– Да ты через пару лет, если свое выгрызешь, о нас и не вспомнишь, – как неопровержимую истину сказала свои слова глупая Анфиса Андреевна.

Инга, конечно, не через пару лет, а тут же, как распрощались в аэропорту, так о Катлере и Анфисе Андреевне тотчас позабыла.

Ее сейчас беспокоило совсем другое. Инга еще раз проверила замки и ремни на чемоданах, следуя умному совету, совсем неказистых. Чтобы грузчики не позарились. Хотя больших ценностей в чемоданах не имелось, но и остаться на первых, самых тяжелых порах вовсе без вещей было бы ужасно. Достала из сумки паспорт и вложенные в него билет и декларацию, чтобы сразу подать таможенникам и не отвлекаться уже на постороннее.
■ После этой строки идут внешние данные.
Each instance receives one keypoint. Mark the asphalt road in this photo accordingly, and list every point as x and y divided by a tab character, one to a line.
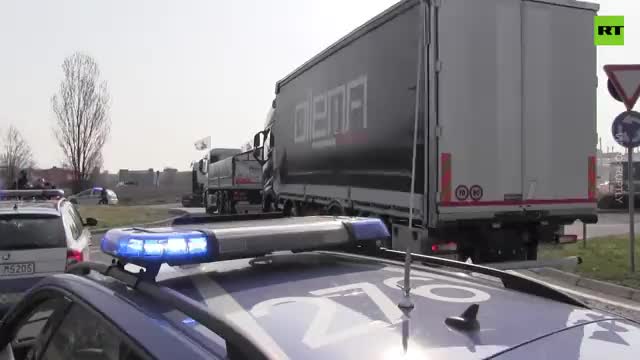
608	224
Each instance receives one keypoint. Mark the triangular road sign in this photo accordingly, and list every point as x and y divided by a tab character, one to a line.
626	80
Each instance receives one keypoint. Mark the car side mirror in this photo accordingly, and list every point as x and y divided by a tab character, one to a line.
257	139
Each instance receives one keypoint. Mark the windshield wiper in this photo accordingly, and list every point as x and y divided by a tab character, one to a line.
509	280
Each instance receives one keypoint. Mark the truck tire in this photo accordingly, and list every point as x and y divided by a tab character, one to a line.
231	204
267	204
222	204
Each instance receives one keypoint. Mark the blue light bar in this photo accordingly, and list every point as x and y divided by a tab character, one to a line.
369	229
173	247
37	193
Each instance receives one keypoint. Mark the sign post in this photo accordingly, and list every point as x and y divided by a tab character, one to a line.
624	85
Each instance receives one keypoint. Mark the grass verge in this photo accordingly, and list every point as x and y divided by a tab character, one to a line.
604	258
115	216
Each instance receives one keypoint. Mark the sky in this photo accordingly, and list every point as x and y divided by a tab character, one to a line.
180	70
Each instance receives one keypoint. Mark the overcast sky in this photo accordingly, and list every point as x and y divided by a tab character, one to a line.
195	67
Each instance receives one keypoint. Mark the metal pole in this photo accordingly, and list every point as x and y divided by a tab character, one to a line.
631	186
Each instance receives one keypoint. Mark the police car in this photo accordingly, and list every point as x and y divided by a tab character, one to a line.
286	289
40	234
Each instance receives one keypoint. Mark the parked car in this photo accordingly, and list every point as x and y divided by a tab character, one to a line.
92	197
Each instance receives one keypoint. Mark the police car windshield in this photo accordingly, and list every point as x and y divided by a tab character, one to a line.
30	231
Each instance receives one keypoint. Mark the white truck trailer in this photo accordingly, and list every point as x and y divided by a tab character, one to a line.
488	108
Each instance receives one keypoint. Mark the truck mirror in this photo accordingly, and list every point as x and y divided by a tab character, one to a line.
257	140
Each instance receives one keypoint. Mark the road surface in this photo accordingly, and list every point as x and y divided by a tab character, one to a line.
608	224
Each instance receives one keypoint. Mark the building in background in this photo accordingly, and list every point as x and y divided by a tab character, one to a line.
136	177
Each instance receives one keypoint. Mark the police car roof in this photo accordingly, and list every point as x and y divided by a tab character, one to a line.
327	305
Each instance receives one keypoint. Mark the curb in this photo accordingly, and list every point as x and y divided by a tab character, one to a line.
595	285
104	230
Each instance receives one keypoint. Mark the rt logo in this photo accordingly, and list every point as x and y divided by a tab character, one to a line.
609	30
Главное, дотянуть до регистрации, сдать багаж – и все, после паспортный контроль, и гуд бай, Москва! Следующая остановка Франкфурт-на-Майне, пересадка. Впереди оставалось еще человек десять, Инга со строгим лицом стояла в очереди, готовилась. И вдруг откуда-то, со стороны, услыхала голоса, знакомые и абсолютно сейчас невозможные. Будто из потустороннего мира. Но голоса были и звучали, и Инга невольно обратилась в их сторону.

Ну так и есть. Неужели сегодня? Быть этого не может, потому что невероятно и немыслимо подобное совпадение. Но вот же они стоят. Бабушка и дядя Кадик, ее собственная, родная мать Милочка, еще старшие Фонштейны. По счастью, здесь нет Сони. Ах да, у нее же, кажется, в это утро началась свирепая простуда с температурой. А Лева поэтому тоже остался дома.
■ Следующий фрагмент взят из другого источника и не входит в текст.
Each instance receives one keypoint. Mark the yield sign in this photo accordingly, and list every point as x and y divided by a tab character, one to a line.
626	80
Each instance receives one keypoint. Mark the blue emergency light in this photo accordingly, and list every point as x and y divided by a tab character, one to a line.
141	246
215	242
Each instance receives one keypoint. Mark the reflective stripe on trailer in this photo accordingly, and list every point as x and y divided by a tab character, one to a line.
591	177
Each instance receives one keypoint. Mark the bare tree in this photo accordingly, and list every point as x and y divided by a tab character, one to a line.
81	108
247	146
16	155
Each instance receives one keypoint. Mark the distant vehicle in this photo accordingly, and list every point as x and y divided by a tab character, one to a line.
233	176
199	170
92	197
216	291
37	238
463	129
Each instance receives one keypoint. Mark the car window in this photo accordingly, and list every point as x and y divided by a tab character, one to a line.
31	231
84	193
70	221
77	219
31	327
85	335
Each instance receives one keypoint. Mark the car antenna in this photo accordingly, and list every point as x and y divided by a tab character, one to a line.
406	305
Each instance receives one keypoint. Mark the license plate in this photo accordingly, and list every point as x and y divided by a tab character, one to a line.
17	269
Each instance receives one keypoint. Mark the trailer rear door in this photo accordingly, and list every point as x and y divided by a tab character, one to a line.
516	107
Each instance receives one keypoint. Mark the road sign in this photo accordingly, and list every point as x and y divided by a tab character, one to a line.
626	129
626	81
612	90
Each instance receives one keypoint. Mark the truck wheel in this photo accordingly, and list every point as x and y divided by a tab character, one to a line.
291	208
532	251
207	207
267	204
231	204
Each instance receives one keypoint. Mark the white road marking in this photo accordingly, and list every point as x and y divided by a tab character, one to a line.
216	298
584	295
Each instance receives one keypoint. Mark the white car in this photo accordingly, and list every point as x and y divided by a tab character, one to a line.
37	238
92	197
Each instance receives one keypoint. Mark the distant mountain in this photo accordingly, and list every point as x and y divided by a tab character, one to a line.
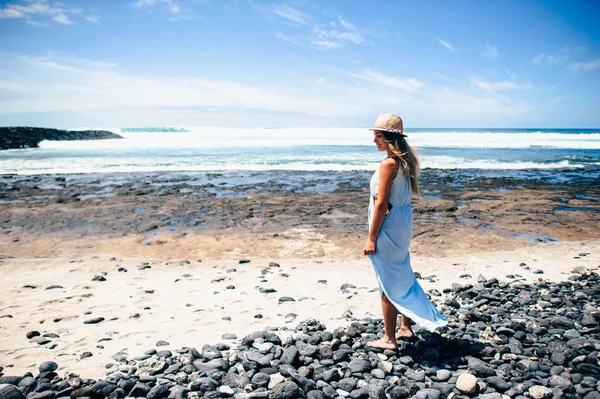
154	129
30	137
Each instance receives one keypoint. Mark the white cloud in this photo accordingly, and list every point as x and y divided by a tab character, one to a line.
442	76
559	99
29	9
406	84
63	19
492	87
174	8
325	44
491	52
551	59
76	87
447	45
340	36
586	66
291	14
335	35
79	87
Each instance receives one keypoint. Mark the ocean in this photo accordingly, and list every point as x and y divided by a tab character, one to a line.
206	149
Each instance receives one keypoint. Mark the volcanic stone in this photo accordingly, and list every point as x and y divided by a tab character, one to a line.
540	392
32	334
8	391
357	365
95	320
467	383
285	390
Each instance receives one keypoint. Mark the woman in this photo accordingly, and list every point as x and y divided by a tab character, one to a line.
390	231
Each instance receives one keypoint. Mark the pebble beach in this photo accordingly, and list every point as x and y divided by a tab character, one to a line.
266	295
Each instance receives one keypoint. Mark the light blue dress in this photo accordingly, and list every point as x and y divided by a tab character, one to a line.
391	260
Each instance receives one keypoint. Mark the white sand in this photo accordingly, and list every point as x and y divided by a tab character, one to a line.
188	311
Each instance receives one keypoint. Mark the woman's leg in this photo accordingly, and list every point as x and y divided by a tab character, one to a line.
405	329
389	323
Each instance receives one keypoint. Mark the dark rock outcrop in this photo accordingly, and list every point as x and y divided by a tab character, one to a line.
30	137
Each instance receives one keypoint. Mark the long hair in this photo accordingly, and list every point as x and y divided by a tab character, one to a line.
409	161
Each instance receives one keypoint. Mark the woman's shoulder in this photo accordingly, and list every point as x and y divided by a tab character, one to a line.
389	166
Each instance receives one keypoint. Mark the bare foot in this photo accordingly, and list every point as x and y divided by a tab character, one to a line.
383	343
405	333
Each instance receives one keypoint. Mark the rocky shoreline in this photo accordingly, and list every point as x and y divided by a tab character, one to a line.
29	137
505	339
261	212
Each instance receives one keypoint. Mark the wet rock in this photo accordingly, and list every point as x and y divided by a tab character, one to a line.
467	383
9	391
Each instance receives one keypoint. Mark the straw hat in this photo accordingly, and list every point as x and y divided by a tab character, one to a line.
389	123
Они стояли гордым и шумным табунком, и Инге смотреть на них вдруг стало невыносимо противно, а на маму отчего-то нестерпимо больно и тоскливо. Но и не смотреть она не могла, ее взгляд упорно тянуло к прошлому.

На короткое мгновение она испугалась, что ее сейчас признают, и случится трагедия или просто неприятная ситуация, и ей придется врать. А вдруг мама откажется поверить ее словам, а поверит сердцу, ведь не может же ее сердце промолчать? Инга застыла в ужасе, но все равно смотрела на них, не отводя глаз. Хорошо, что мама стоит к ней спиной, над охапкой чемоданов, накрепко перемотанных липкой лентой, подпирает их, чтобы не упали. Значит, не обернется, нужно только не смотреть ей в спину так пристально. Человек всегда чувствует, когда ему смотрят в спину, и тревожится.

Зато прямо на нее уставился из соседней очереди своими хомяцкими, заплывшими глазенками дядя Кадик. Его Инга ничуть не испугалась – пошел он! – и с холодным пренебрежением посмотрела в ответ: дескать, не наглей, знай свое место. Но все же внутренне вздрогнула, а если узнает!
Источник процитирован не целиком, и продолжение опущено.